No instante em que o primeiro verso se anuncia, o espectador é colocado em contato com uma voz masculina de natureza afinada e suavemente grave. Mostrando delicadeza e sensibilidade por parte do vocalista, ela é a responsável por inserir ternura e um perfume de aroma suavemente floral perante a paisagem sônica. Com o auxílio da guitarra, que agora assume uma postura mais introspectiva, a emoção se torna um importante ingrediente da obra.

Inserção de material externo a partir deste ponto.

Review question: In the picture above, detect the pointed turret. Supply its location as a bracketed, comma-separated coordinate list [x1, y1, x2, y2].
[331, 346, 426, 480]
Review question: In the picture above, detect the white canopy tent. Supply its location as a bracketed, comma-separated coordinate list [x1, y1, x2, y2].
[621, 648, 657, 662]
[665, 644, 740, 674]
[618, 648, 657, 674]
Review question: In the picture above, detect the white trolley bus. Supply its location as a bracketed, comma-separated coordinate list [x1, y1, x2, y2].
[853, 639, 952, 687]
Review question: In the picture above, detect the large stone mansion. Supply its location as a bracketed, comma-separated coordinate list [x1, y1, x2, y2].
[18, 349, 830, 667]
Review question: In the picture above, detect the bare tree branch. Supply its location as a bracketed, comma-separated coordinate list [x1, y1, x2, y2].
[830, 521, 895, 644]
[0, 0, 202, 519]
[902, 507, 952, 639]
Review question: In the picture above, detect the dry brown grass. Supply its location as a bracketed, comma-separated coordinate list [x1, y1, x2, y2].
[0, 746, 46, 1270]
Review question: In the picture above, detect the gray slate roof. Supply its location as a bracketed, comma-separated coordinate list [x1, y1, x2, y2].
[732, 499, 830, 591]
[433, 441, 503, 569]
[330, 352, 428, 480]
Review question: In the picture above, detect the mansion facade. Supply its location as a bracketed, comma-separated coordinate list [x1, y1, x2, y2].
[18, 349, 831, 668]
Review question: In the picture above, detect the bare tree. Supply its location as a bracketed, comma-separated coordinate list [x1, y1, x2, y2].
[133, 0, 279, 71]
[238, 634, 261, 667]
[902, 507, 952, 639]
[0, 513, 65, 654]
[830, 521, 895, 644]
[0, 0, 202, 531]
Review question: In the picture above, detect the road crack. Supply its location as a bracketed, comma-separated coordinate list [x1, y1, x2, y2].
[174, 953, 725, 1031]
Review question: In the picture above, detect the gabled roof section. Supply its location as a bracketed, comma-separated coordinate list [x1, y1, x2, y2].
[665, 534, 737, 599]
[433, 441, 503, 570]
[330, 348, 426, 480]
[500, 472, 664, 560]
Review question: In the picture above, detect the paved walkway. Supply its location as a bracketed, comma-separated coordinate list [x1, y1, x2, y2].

Se desenvolvendo de forma a se deleitar com um compasso rítmico sincopado acompanhado, de igual performance, pela guitarra, a composição é agraciada por boas doses de uma sensualidade cativante com ligeiras inclinações para com o provocante. Cuidadosamente groovada em meio à sua própria maciez estético-estrutural, To The Sun mostra leveza, frescor, swing e uma suave dose de soul imersa no swing de um embrionário funk.